Il ne s’agit pas d’ouvrir ici un débat sur le « pour ou contre la circoncision », ni de me justifier sur le choix de circoncire notre fils. Ma démarche est simple : c’est parce que j’aurais aimé trouver l’année dernière, le témoignage d’une maman sur le déroulement, les soins, ect… que j’ai décidé d’écrire ce petit mot.

Le choix d’un Mohel sur Paris :
Quand Anatole est né, la question de la circoncision s’est posée. J’aurais aimé la faire à 8 jours selon la tradition juive. Mais comme nous ne sommes pas une famille très pratiquante, et que je n’ai pas de famille sur Paris, je n’ai pas su tout de suite vers qui me tourner.
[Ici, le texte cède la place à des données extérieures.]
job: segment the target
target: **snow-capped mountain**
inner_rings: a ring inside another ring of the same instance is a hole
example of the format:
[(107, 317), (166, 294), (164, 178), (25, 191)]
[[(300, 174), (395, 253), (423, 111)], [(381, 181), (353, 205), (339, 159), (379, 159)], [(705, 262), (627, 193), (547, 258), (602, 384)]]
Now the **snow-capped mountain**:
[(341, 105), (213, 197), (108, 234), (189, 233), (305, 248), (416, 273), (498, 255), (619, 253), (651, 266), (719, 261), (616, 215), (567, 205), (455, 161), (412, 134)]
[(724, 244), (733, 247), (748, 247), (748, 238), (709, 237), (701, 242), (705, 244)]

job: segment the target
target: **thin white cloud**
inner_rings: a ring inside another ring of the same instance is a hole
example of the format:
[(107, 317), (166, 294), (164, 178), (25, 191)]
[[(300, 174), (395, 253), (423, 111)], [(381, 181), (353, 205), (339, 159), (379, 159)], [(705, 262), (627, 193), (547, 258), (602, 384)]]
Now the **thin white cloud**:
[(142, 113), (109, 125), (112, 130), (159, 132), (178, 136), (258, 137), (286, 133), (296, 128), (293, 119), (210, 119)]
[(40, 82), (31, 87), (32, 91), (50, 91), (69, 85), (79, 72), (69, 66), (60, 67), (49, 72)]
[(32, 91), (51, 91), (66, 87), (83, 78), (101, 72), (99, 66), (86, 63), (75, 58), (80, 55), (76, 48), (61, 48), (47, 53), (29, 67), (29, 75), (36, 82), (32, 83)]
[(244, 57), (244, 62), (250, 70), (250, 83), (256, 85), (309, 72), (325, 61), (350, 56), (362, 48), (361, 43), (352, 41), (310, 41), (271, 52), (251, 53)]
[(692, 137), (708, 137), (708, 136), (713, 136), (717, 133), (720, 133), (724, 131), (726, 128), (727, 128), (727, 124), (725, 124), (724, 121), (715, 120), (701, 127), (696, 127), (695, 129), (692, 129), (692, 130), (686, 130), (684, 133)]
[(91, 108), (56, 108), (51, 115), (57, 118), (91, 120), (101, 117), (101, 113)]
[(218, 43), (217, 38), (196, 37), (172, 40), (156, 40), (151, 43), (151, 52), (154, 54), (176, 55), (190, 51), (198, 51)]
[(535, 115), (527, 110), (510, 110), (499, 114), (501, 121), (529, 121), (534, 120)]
Et puis 8 jours, c’est peu de temps après la maternité, et une maman est bien occupée à cette période. On peut trouver une liste de Mohel ici. Mais comment choisir ? Finalement, c’est dans les Pages Jaunes que j’ai trouvé la bonne personne. Non non, je ne plaisante pas :
Bip bip bip. Vous cherchez : Pédiatre. Où : Autour de moi.
Au départ, c’était pour la visite du 1er mois. Mais avant de raccrocher j’ai posé la question à la secrétaire : le docteur pratique t-il des circoncisions ? Elle me répond oui, et je peux le contacter par mail à ce sujet.
Tout d’abord, nous nous sommes rendus dans son cabinet pour une première visite. Le docteur a examiné Anatole. Il avait presque 3 semaines. Il nous a parfaitement mis à l’aise sur le côté religieux. Nous pouvions ou non le faire selon la tradition juive. Il nous a ensuite envoyés faire une prise de sang. Et comme les analyses étaient normales, nous avons pris un rendez-vous 2 jours après.
J’étais en confiance après cette visite. Il faut dire que le fait que la circoncision soit pratiquée par un pédiatre me rassurait beaucoup. (+ un petit tour sur Google où une maman le recommandait + une conversation surprise dans la salle d’attente à ce sujet).
Le jour J
Nous avons commencé par nous installer : Anatole reposait sur un coussin sur les genoux de mon père. De mon côté, je lui faisais téter une compresse nouée par le docteur et imbibée d’eau sucrée (la succion sucrée pouvant avoir un effet antalgique sur les nourrissons). J’avais en plus de cela appliqué sur le prépuce une crème anesthésiante type EMLA, 1 heure avant. Anatole, concentré sur sa tétine, n’a presque pas pleuré. Il a eu un pansement. Et lorsqu’en l’habillant, j’ai demandé au docteur combien de temps il allait avoir mal et si l’urine allait le brûler. Il m’a répondu que non, c’était terminé. En effet, tout s’est bien déroulé. Nous sommes restés une heure dans le cabinet après l’intervention pour que le pédiatre puisse le réexaminer et s’assurer qu’il n’y ait pas de problèmes. J’ai bercé mon petit garçon en marchant pendant ce temps et j’ai continué à lui faire téter l’eau sucrée ; il est resté calme.
Les soins à la maison
A chaque change, il a fallu appliquer quelques gouttes d’eau oxygénée. C’est un produit qui mousse et permet de nettoyer sans frotter les petits résidus. Puis appliquer une compresse tartinée de vaseline pour éviter que la couche ne se colle aux chairs. Le lendemain, nous sommes retournés au cabinet pour que le pansement soit enlevé. Puis nous avons continué les soins pendant 1 semaine. Et même si Anatole n’en souffrait pas, il a fallu environ 2 semaines pour qu’il n’y paraisse plus rien.

J’espère que mon témoignage pourra éclairer des parents qui appréhendent ce moment, et qui ont une famille chez qui la dernière circoncision remonte à plus de 30 ans (avec des souvenirs pas toujours rassurants). Pour Anatole, tout s’est bien passé, le docteur est devenu le pédiatre d’Anatole.